Puerto Rico's title of “Rum Capital of the World” is backed by more than 450 years of rum-making experience, as told by “Rum Times,” our most recent marketing effort developed in partnership with the HISTORY® network.
The next time you're sipping on a Piña Colada, a Cuba Libre or a Mojito consider this: Puerto Rico is responsible for exporting over 70% of the rum consumed in the United States, and the Rums of Puerto Rico roster only includes the finest brands, such as Bacardi, Don Q, Ron del Barrilito, Ron Llave and Palo Viejo.
A significantly important act has been recently approved, which will strengthen the competitiveness of a traditional Puerto Rican industry that generates 700 direct jobs and 4,500 indirect jobs in Puerto Rico and that has generated about $434 million annually to the Government’s General Fund. Act 178 seeks to retain current rum producers on the Island by increasing the rebate provided to the rum industry, which is based on their marketing and promotional expenditures. It also pursues to attract new and potential rum producers by providing marketing and production incentives if they establish their manufacturing operations in Puerto Rico and export rum to the United States. The rum industry contributes significantly to Puerto Rico’s economic development and in order to remain productive and competitive, the government has to protect and strengthen its rum industry by providing it with the tools necessary to compete effectively.

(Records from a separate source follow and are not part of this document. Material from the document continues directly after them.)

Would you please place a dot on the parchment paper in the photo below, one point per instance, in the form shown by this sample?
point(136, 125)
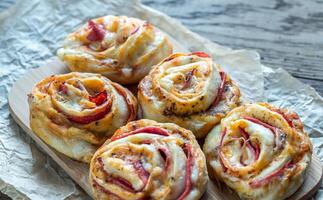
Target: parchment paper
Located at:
point(30, 33)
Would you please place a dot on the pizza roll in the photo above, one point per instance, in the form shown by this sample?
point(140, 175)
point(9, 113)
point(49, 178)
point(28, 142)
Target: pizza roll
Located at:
point(118, 47)
point(75, 113)
point(149, 160)
point(189, 90)
point(260, 151)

Rums of Puerto Rico, a division of the Puerto Rico Industrial Development Company (PRIDCO), was created in 1948 to promote the quality and excellence of all the rums manufactured in Puerto Rico. The Rums of Puerto Rico program provides marketing incentives, which are used by the brands to advertise and promote events as part of co-branding campaigns. The program also provides incentives to help reduce the cost of imported ingredients.
To qualify as a rum producer, the rum must be distilled in Puerto Rico and exported to the mainland. Also, in order to be considered and labeled as Puerto Rican Rum, all rum must be aged at least one year in oak barrels – BY LAW! Of course, many Puerto Rican types of rum are aged for a much longer period than the minimum required. The law also dictates that dark rums must be aged for a minimum of three years. This means that when you consume Puerto Rican rum, you are guaranteed a product of the utmost quality.